Il problema comunque non riguarda solo Rieti ma tutti i Comuni d’Italia. “Mi viene addirittura il sospetto – riprende Cicchetti – che questo rallentamento sia dovuto al fatto che il governo si sia reso conto che questa operazione che sta prendendo piede tra i cittadini sia troppo costosa. Le grandi imprese che partecipano alla sistemazione di questi edifici o dal punto di vista della stabilità o dal consumo energetico poi non pagheranno le tasse e ho l’impressione che ci sia quasi un tentativo di frenata perché c’era una decisione di dare ai Comuni per fare fronte a questa emergenza la facoltà di assumere del personale ma che nella realtà non ha trovato compimento.
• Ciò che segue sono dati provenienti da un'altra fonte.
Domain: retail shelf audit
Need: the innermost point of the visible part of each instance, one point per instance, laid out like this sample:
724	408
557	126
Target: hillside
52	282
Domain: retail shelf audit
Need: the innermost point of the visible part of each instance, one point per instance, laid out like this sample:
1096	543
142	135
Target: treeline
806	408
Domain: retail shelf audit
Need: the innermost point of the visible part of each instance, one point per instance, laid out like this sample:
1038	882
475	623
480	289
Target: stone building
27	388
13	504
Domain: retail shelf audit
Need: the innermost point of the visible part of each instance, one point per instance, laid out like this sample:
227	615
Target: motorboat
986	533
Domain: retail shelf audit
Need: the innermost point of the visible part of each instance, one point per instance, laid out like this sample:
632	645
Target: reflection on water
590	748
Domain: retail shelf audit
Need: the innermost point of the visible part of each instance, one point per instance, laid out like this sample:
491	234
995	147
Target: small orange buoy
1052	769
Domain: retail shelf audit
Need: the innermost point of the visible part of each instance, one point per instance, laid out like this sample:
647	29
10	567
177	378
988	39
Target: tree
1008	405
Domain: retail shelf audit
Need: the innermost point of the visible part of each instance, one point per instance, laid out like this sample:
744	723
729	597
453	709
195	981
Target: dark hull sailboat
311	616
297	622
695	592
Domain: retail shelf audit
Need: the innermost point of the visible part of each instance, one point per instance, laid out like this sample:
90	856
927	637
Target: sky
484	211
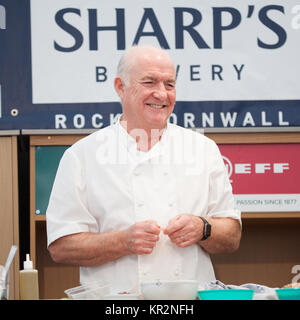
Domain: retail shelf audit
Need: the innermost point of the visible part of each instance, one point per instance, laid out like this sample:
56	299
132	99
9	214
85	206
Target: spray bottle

Per quanto riguarda il Comune di Rieti – continua Cicchetti – ci stiamo attrezzando per far fronte alle esigenze della gente che ogni giorno ci richiama al senso del dovere rafforzando ulteriormente il personale presente”. 
Ovviamente l’elenco dei richiedenti è sottoposto periodicamente a controlli incrociati da parte di polizia locale, guardia di finanza e carabinbieri per accertare se i richiedenti risiedano al domicilio indicato e non nell’abitazione danneggiata dal sisma o se abbiano compilato correttamente tutti i dati richiesti dalle domande autocertificate. Tutto questo a prova di furbetti del Cas.